Não tenho memória de alguma vez um chefe de Governo ter reconhecido publicamente, depois destes conselhos europeus, que as coisas não lhe correram bem. E mais. Já aconteceu com alguns deles ausentarem-se temporariamente da sala para passarem informalmente indicações para o exterior dando conta dos seus sucessos. Não posso esquecer o "ralhete" de Jacques Delors aos chefes de Governo, a que assisti, alertando para a perturbação que esse comportamento trazia aos consensos que era fundamental serem encontrados. Presenciei-o quando, na qualidade de relator do Parlamento Europeu para a reforma dos Fundos Estruturais, acompanhei o presidente do Parlamento que fora convidado excecionalmente a participar nesse conselho.
Portanto, o adiamento duma decisão final em matéria tão delicada como esta não é senão o habitual. Faz parte do jogo negocial de cada um face aos seus pares e do jogo político para consumo interno.

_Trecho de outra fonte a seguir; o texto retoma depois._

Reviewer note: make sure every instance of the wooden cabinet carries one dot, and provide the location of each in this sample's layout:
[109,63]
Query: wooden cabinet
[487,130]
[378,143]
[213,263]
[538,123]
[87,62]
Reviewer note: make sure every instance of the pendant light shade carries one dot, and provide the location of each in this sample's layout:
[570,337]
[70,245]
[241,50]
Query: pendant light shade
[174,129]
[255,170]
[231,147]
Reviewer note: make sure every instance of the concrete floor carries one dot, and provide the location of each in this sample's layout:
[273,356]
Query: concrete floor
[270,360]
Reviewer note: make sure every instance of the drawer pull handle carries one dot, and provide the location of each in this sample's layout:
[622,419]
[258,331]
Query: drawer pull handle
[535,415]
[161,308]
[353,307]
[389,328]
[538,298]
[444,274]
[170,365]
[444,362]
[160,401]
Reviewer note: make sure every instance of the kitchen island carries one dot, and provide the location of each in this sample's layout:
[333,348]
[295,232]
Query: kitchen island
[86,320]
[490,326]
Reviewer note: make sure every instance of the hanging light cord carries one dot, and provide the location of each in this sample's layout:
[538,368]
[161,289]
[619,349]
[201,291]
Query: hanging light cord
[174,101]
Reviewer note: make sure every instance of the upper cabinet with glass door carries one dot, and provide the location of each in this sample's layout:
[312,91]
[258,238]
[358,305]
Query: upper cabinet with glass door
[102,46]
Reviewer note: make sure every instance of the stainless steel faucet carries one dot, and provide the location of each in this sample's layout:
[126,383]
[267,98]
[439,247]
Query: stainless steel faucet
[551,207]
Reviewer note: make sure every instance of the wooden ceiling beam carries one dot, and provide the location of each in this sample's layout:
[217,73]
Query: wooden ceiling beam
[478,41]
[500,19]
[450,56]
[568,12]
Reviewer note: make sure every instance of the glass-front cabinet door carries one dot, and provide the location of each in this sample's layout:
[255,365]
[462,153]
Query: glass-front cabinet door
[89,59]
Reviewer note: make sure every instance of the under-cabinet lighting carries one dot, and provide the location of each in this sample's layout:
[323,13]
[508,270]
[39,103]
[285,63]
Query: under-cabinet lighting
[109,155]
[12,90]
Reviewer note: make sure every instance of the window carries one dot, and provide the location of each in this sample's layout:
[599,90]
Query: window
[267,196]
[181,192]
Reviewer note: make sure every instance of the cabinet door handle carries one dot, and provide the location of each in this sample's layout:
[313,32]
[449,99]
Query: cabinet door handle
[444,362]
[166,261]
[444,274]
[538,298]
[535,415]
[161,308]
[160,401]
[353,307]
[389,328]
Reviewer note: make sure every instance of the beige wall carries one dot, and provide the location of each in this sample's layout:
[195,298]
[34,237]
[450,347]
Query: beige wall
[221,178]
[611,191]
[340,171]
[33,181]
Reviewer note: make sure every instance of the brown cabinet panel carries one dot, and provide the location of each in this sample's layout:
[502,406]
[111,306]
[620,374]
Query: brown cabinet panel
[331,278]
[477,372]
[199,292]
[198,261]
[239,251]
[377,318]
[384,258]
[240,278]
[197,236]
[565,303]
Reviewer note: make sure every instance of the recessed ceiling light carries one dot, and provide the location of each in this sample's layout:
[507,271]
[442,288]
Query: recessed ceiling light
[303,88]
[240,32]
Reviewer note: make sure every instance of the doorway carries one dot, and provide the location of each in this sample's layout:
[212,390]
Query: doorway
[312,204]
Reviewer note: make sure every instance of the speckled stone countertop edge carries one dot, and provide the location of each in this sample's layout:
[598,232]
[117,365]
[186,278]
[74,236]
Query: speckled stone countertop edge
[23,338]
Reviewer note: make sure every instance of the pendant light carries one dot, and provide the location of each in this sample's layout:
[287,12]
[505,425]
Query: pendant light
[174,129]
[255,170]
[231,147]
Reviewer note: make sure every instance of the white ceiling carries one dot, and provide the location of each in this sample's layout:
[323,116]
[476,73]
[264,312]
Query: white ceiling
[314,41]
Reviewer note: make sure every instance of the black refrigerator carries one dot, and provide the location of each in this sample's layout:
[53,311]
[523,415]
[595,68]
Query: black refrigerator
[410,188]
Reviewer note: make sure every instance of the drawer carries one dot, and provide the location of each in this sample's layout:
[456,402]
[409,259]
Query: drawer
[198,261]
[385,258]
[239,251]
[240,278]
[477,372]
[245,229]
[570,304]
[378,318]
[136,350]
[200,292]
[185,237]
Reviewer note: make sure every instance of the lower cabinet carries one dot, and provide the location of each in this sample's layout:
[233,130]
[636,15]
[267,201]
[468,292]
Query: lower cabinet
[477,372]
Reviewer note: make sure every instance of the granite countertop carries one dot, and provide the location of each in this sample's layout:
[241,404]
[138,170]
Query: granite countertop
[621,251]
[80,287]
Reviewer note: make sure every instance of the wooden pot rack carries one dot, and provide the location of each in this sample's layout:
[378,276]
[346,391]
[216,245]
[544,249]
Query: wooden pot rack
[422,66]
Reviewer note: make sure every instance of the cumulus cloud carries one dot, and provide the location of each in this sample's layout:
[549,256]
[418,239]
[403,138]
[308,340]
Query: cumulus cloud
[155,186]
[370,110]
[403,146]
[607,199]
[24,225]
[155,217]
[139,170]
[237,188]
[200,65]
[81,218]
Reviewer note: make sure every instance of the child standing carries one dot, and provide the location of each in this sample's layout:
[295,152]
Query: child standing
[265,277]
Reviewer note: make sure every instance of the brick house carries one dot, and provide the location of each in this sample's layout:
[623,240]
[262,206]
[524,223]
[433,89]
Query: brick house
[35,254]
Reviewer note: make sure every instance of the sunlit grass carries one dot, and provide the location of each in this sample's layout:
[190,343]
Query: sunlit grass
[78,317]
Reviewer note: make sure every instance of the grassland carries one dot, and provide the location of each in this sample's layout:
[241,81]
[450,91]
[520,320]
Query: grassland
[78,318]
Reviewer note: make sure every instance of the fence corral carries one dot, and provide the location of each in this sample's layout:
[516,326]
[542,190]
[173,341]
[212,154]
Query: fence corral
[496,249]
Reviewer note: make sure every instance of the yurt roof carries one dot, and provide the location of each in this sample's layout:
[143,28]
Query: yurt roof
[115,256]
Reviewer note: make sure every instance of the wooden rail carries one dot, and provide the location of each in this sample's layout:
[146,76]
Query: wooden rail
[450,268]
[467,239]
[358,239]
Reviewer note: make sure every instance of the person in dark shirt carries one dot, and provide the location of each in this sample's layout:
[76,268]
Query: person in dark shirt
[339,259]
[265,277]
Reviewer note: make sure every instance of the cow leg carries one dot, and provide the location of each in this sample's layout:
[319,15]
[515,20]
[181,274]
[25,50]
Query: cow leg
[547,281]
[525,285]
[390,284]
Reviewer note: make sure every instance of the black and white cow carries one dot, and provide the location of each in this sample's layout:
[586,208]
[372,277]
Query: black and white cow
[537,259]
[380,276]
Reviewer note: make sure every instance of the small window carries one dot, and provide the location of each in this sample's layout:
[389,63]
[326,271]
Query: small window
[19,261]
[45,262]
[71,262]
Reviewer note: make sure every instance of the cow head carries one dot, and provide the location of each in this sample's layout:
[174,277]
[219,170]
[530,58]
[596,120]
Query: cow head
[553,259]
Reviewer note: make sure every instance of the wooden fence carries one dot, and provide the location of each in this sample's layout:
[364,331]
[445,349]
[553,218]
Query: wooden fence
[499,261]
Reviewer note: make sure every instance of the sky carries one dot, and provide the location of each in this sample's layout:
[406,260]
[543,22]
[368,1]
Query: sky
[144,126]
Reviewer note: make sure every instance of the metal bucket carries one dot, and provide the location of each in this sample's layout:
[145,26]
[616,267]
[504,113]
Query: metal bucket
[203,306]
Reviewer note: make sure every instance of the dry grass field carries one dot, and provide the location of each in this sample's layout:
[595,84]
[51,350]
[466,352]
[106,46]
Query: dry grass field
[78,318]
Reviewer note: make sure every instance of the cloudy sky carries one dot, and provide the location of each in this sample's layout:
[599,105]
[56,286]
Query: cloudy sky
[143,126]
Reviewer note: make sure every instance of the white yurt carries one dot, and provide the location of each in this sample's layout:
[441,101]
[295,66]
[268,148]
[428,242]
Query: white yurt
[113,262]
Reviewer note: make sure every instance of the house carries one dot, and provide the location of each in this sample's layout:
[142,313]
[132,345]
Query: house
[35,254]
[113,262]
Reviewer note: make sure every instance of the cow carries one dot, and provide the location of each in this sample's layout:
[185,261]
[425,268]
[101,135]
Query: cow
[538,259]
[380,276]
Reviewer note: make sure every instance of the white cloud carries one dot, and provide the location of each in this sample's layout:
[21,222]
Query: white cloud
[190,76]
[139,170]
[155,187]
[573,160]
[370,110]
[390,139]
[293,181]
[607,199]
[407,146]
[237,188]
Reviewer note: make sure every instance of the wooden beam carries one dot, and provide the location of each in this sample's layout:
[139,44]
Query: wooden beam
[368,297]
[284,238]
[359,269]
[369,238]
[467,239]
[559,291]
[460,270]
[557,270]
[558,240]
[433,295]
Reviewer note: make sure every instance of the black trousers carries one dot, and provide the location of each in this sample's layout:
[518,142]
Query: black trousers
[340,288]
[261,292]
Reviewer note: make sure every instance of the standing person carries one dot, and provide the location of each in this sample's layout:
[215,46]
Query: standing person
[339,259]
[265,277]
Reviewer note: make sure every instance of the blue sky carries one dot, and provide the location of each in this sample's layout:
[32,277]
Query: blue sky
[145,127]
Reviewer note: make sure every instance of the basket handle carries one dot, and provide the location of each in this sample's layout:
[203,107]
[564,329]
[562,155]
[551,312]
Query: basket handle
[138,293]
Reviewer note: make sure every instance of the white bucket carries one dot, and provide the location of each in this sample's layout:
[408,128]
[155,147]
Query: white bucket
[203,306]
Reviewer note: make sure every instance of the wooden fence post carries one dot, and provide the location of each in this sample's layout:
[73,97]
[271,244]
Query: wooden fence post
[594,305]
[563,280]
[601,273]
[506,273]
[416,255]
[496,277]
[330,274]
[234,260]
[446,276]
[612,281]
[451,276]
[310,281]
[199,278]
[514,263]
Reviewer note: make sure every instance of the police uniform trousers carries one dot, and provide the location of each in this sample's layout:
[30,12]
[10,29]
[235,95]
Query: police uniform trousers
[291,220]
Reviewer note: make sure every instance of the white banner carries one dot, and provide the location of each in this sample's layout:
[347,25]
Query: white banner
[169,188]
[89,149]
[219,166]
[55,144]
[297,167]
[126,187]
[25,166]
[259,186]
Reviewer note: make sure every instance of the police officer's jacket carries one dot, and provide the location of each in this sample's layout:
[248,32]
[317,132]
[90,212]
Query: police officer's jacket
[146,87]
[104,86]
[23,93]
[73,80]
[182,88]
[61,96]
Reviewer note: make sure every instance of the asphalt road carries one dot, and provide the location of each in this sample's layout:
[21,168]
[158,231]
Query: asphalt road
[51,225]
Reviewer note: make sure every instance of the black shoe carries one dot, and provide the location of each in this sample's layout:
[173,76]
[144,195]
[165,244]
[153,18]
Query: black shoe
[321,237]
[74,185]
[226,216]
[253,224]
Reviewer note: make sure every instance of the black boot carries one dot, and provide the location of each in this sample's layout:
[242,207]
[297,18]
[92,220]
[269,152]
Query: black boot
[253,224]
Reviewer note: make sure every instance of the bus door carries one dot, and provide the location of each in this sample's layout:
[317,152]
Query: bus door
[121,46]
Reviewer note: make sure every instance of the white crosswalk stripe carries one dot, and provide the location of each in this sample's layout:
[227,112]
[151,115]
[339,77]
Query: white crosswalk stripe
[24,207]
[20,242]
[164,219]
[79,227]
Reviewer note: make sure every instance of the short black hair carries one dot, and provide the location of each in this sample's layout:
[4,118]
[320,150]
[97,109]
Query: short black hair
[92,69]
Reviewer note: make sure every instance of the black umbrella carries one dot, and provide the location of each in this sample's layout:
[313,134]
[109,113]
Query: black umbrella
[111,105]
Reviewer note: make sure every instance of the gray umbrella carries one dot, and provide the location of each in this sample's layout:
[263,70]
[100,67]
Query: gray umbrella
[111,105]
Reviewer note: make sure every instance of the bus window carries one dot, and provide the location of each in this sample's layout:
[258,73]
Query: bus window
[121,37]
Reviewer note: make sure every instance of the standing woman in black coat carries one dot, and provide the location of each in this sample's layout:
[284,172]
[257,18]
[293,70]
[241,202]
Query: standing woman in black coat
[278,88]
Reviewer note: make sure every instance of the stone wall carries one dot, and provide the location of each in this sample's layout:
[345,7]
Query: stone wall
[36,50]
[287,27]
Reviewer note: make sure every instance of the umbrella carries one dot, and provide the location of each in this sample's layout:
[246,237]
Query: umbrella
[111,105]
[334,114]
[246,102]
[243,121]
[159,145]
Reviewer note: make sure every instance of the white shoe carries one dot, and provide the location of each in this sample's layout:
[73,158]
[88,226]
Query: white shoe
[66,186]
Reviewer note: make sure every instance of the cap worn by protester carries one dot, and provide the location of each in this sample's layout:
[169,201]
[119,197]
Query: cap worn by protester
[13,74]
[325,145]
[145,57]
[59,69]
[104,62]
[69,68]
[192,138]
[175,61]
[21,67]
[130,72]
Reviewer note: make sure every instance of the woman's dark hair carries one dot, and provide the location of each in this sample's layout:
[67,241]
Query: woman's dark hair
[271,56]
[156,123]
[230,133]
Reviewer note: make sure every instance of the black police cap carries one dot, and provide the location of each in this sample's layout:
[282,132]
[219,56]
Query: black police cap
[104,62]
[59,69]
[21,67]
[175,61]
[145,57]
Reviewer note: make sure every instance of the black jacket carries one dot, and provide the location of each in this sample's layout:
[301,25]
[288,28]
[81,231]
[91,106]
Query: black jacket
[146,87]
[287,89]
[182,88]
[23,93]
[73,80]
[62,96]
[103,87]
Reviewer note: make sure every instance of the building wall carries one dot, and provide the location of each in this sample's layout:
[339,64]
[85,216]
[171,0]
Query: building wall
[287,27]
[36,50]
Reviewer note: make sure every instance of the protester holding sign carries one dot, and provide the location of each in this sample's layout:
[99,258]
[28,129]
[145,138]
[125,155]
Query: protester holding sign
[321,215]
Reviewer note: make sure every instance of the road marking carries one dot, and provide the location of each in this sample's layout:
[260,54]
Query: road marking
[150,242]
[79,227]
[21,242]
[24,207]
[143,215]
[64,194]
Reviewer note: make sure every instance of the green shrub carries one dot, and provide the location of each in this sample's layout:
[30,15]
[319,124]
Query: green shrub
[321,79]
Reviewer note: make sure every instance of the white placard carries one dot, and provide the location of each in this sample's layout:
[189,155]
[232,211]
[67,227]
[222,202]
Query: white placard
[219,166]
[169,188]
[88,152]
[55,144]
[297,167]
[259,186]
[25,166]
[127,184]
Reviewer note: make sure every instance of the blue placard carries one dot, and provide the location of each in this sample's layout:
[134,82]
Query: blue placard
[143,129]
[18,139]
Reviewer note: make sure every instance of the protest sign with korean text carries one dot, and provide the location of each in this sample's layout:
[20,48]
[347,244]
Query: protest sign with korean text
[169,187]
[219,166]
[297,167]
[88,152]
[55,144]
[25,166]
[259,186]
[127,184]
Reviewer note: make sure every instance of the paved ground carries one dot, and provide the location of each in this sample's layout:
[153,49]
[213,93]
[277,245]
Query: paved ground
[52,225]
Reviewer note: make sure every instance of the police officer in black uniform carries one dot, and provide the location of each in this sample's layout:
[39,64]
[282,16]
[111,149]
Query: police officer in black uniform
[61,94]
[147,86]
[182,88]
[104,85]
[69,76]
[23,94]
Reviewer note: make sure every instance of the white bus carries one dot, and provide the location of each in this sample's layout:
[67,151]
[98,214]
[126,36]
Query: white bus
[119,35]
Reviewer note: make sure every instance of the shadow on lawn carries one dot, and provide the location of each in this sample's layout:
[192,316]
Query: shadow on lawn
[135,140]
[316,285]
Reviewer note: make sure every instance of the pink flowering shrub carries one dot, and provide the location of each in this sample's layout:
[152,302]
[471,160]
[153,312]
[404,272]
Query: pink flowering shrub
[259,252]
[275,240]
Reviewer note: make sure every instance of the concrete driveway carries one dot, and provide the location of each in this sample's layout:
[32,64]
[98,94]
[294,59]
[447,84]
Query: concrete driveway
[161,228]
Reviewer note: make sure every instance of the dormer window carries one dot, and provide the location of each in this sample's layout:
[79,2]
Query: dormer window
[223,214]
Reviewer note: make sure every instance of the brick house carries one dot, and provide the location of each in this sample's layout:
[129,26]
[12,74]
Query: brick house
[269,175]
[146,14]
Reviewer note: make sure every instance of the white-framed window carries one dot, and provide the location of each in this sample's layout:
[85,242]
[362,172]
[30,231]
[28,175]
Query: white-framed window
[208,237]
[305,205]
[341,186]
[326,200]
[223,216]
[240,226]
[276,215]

No que a Portugal diz respeito, o que importa é saber como vai o Governo reagir à situação de corte previsto no pacote financeiro que nos é destinado. Para já, Paulo Portas primeiro e Passos Coelho depois, disseram aquilo que tinham que dizer nesta fase - a proposta é inaceitável. Um corte que segundo as estimativas do Governo poderia chegar aos 16%, a acontecer, deixaria o primeiro-ministro ainda mais fragilizado. Contudo, a circunstância de o orçamento comunitário ter de ser aprovado por unanimidade permite a Portugal ter uma força negocial que em nenhuma outra situação consegue.
Claro que na fase difícil que o país atravessa as transferências financeiras da União Europeia têm uma relevância acrescida. Mas muito mais do que o envelope financeiro que, sem dúvida, contribui para aliviar o nosso aperto, a sua importância advém sobretudo da obrigatoriedade de aplicar os meios do Fundo de Coesão nos precisos fins a que se destinam. É a garantia de termos até 2020 um volume considerável de investimento financiado a 85% (a confirmar-se este passo positivo face aos previstos 75%), sem que os governos possam desviá-los para outras iniciativas.
O que está em causa são mais os egoísmos dos países mais desenvolvidos manifestados para consumo interno, do que a relevância das suas transferências financeiras para o orçamento da UE. Os grandes contribuintes líquidos, como a Alemanha, o Reino Unido, a França ou a Holanda, acabam por contabilisticamente contribuir para a União com menos de 0,4% do seu rendimento nacional bruto, segundo as contas da Comissão Europeia. Mas os PIGS ( Portugal, Italy, Greece, Spain ), os "preguiçosos do sul", não valem o esforço político das justificações que cada um desses chefes de Governo tem de dar aos seus eleitores. Referi o termo contabilisticamente porque na realidade não está a ser tomado em conta o retorno financeiro que resulta para os países mais desenvolvidos, grandes fornecedores de equipamentos e de tecnologia, do investimento feito com os fundos europeus nos países mais débeis. Um estudo nunca validado pela Comissão Europeia, pois retiraria capacidade negocial aos países mais fortes, referia que por cada euro transferido do Fundo de Coesão regressavam aos países contribuintes cerca de 50 cêntimos.
O Governo tem nesta negociação uma arma poderosa - o direito de veto. Cabe-lhe saber usá-lo. Se souber negociar, talvez consiga o balão de oxigénio indispensável para respirar durante mais algum tempo.